# 权限配置

In [29]:
import sagemaker
import os
sess = sagemaker.Session()
role = sagemaker.get_execution_role()

print(f"sagemaker role arn: {role}")
print(f"sagemaker bucket: {sess.default_bucket()}")
print(f"sagemaker session region: {sess.boto_region_name}")

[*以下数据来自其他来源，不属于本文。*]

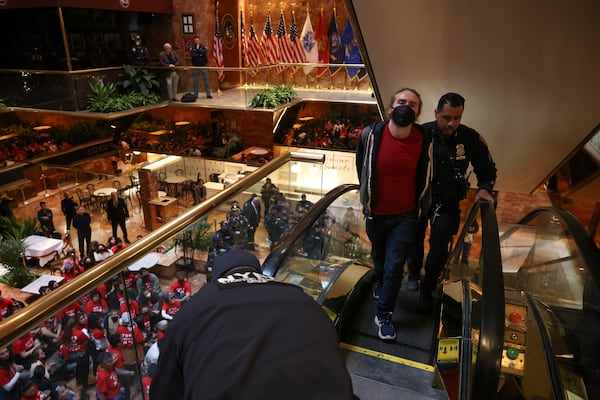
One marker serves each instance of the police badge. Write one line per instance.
(460, 152)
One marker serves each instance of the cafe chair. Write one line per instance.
(84, 200)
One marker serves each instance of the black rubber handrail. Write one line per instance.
(481, 381)
(280, 252)
(557, 388)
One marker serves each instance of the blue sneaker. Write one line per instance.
(412, 283)
(386, 329)
(376, 291)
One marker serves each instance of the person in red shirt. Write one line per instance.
(170, 306)
(68, 312)
(181, 287)
(108, 386)
(96, 304)
(73, 348)
(132, 339)
(6, 306)
(133, 308)
(124, 375)
(9, 376)
(25, 349)
(29, 391)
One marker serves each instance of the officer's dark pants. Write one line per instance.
(443, 228)
(391, 238)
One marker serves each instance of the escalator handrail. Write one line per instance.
(590, 253)
(280, 252)
(482, 381)
(47, 306)
(557, 387)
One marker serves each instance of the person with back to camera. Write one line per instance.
(139, 52)
(117, 214)
(258, 329)
(199, 59)
(454, 147)
(390, 154)
(69, 208)
(168, 58)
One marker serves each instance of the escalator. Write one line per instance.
(340, 279)
(472, 345)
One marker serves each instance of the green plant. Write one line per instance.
(104, 98)
(12, 250)
(202, 236)
(13, 229)
(101, 95)
(274, 97)
(138, 80)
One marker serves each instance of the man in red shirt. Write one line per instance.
(181, 287)
(170, 307)
(108, 386)
(6, 306)
(391, 154)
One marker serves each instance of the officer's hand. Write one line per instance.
(483, 194)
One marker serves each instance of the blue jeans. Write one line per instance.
(172, 79)
(391, 239)
(441, 233)
(204, 73)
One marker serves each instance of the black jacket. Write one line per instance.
(451, 159)
(198, 55)
(247, 337)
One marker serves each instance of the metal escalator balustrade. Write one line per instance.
(35, 315)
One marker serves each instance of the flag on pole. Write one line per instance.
(295, 44)
(352, 53)
(336, 50)
(282, 47)
(254, 49)
(245, 61)
(267, 41)
(309, 44)
(322, 44)
(218, 47)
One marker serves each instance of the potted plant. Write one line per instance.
(273, 97)
(12, 250)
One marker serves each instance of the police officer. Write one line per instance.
(139, 52)
(455, 146)
(244, 336)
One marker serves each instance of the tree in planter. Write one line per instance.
(12, 250)
(274, 97)
(138, 80)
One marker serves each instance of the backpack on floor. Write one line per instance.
(189, 97)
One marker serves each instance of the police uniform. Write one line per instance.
(451, 158)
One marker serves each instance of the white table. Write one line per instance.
(103, 194)
(43, 248)
(34, 287)
(147, 262)
(174, 181)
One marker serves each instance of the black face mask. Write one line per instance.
(403, 115)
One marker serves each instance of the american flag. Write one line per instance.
(282, 44)
(244, 41)
(269, 46)
(254, 50)
(296, 49)
(322, 45)
(218, 48)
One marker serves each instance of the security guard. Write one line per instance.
(453, 147)
(245, 336)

sagemaker role arn: arn:aws:iam::064542430558:role/service-role/AmazonSageMaker-ExecutionRole-20200803T154438
sagemaker bucket: sagemaker-us-west-2-064542430558
sagemaker session region: us-west-2


# 数据准备

In [40]:
# dataset used
dataset_name = 'shulex'
# s3 key prefix for the data
s3_prefix = 'lhr-data/shulex'
WORK_DIRECTORY = './data/'
data_location = sess.upload_data(WORK_DIRECTORY, key_prefix=s3_prefix)
data_location

's3://sagemaker-us-west-2-064542430558/lhr-data/shulex'

# 超参数定义

In [41]:
from sagemaker.huggingface import HuggingFace

# hyperparameters which are passed to the training job
hyperparameters={'reference_column':'ref',
                 'hypothesis_column':'hyp',
                 'train_file':'/opt/ml/input/data/train/shulexv2_train.csv',
                 'validation_file':'/opt/ml/input/data/test/shulexv2_dev.csv',
                 'output_dir':'/opt/ml/model',
                 'do_train':True,
                 'do_eval':True,
                 'max_source_length': 128,
                 'max_target_length': 64,
                 'model_name_or_path': 't5-base',
                 'learning_rate': 3e-4,
                 'num_train_epochs': 20,
                 'per_device_train_batch_size': 16,#16
                 'gradient_accumulation_steps':2, 
                 'save_strategy':'epoch',
                 'evaluation_strategy':'epoch',
                 'save_total_limit':1,
                 }
distribution = {'smdistributed':{'dataparallel':{ 'enabled': True }}}
# create the Estimator
huggingface_estimator = HuggingFace(
        entry_point='run_paraphrase.py',
        source_dir='./scripts',
        instance_type='ml.p3.2xlarge',#'ml.p3dn.24xlarge'
        instance_count=1,
        role=role,
        max_run=24*60*60,
        transformers_version='4.6',
        pytorch_version='1.7',
        py_version='py36',
        volume_size=128,
        hyperparameters = hyperparameters,
#         distribution=distribution
)

# 模型训练

In [None]:
huggingface_estimator.fit(
  {'train': data_location+'/shulexv2_train.csv',
   'test': data_location+'/shulexv2_dev.csv'}
)

2022-09-26 15:07:35 Starting - Starting the training job...
2022-09-26 15:08:05 Starting - Preparing the instances for trainingProfilerReport-1664204855: InProgress
.........
2022-09-26 15:09:21 Downloading - Downloading input data...
2022-09-26 15:10:01 Training - Downloading the training image.....................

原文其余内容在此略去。